In the fall of 2007, when the U.S. economy first seemed in peril, I began answering reader queries here on the Business Desk. I still do so occasionally, but this page has expanded to include posts from eminent economists, "far-flung correspondents," and a variety of voices that have intriguing and/or useful things to say about economics, broadly defined. Please feel encouraged to respond to any and all of them.
First and foremost, the knocks on Summers/Geithner:
1) They're too cozy with, and therefore too sympathetic to, Wall Street;
2) Their careers have displayed something less than the financial probity you might expect from "reformers." (For Geithner's tax problems, see here. For Summers' main issue, see David Warsh's latest, though there's also the matter of his millions in income from a hedge fund while teaching at Harvard.)

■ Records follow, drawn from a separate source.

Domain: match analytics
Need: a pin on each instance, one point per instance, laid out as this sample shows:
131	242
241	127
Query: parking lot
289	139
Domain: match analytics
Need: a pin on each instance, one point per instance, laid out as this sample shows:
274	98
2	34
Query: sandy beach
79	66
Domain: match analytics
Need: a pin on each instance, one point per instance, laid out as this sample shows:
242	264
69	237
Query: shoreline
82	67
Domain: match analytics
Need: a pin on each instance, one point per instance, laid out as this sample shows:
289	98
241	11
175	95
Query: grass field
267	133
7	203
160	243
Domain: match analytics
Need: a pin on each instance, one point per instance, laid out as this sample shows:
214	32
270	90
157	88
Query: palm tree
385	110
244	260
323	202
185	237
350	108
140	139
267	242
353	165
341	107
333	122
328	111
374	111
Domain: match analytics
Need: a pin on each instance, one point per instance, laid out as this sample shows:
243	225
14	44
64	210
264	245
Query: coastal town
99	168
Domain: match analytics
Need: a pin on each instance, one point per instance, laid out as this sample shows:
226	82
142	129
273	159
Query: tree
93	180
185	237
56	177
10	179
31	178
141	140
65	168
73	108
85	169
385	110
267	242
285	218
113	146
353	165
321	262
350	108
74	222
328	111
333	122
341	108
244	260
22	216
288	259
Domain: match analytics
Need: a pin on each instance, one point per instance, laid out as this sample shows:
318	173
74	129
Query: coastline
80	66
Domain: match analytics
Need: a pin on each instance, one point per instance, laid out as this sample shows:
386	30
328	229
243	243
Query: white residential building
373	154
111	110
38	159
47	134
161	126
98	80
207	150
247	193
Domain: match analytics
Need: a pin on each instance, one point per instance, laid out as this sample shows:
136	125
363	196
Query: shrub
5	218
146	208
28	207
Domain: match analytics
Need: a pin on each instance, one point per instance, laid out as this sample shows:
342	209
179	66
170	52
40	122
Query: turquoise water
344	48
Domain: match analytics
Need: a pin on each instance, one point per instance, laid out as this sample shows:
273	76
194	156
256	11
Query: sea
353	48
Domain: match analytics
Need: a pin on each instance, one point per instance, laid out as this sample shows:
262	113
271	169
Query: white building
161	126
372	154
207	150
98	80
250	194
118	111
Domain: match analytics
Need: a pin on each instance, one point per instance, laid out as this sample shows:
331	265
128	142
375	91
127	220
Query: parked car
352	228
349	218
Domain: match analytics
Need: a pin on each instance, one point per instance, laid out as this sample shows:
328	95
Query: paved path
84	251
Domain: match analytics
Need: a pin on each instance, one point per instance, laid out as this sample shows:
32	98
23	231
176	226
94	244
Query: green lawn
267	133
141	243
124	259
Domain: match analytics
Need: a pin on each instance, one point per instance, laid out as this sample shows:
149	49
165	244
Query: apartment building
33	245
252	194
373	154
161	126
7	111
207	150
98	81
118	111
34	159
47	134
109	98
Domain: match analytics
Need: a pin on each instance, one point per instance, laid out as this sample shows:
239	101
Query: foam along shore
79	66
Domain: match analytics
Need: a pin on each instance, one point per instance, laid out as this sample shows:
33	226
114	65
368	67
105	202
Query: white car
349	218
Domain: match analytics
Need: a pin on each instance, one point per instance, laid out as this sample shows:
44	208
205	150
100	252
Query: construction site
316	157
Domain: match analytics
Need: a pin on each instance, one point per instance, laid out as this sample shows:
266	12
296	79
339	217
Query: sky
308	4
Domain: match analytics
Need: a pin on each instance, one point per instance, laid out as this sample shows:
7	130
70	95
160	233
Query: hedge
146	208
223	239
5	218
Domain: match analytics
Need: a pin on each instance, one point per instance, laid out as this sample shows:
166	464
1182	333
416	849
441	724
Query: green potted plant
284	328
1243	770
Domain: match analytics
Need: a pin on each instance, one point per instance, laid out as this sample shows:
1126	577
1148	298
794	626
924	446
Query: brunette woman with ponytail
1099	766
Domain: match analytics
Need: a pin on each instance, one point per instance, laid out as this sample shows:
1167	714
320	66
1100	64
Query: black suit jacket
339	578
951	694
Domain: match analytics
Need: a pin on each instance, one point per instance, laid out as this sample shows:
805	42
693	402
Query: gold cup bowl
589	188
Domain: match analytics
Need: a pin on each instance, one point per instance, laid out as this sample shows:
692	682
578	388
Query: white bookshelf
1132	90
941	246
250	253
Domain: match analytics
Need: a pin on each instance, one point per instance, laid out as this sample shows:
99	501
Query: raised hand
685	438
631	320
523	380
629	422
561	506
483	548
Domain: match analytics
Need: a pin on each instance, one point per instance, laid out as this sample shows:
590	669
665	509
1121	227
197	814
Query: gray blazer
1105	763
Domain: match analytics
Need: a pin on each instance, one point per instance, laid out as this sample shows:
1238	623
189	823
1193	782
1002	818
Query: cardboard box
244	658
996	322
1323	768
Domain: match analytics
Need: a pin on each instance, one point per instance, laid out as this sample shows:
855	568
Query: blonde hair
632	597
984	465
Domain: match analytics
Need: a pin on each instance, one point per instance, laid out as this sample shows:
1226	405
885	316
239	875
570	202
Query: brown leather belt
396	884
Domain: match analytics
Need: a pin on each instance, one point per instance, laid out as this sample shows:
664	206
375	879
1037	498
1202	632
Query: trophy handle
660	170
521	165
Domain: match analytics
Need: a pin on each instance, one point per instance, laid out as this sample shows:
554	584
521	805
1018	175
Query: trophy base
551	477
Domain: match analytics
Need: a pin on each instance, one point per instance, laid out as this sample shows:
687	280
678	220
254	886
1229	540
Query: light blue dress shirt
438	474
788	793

A counter to (1) is that, in the taunting words of my youth, "it takes one to know one." When FDR put rum-runner Joseph Kennedy in charge of the SEC in the 1930s, for example, it was considered a stroke of regulatory genius: the fox in charge of the fox-house. Who better to rein in the renegades of finance than those who know the tricks of the trade?
Another defense: Summers, and Geithner especially -- a lifelong civil servant -- sure could have made a lot more money GOING to Wall Street than hobnobbing there.
But I'm asking me, not conducting a NewsHour debate here. And me, myself, and I all worry more broadly than about the sins of Summers and Geithner (though we confess: "worry" is our default).
My main worry about regulatory reform of the U.S. financial system is so broad you might call it global -- inter-galactic even: Does Wall St. do a creditable job of performing its main function, its raison d'etre: to channel money from the world's investors to its most productive uses?
The more intimately I've come to know the system over many years (I originally typed "tears"), the more reason I've had to distrust it -- and to think the answer is "no."
And yet: compared to what? Wall Street's abuses are legion and, like the poor, always with us, as even the most cursory reading of the history of finance makes clear. But can the system be reformed by those outside it? Can the foxes be outfoxed?
Personally, however, I'm more concerned that Wall St. will stay ahead of any regulation, however well intentioned and well crafted. I once talked to a guy about a story that I never wound up doing. It had to do with a maneuver in which shares of stock were converted into debt, which was then tax deductible. I wondered aloud if this was good for America.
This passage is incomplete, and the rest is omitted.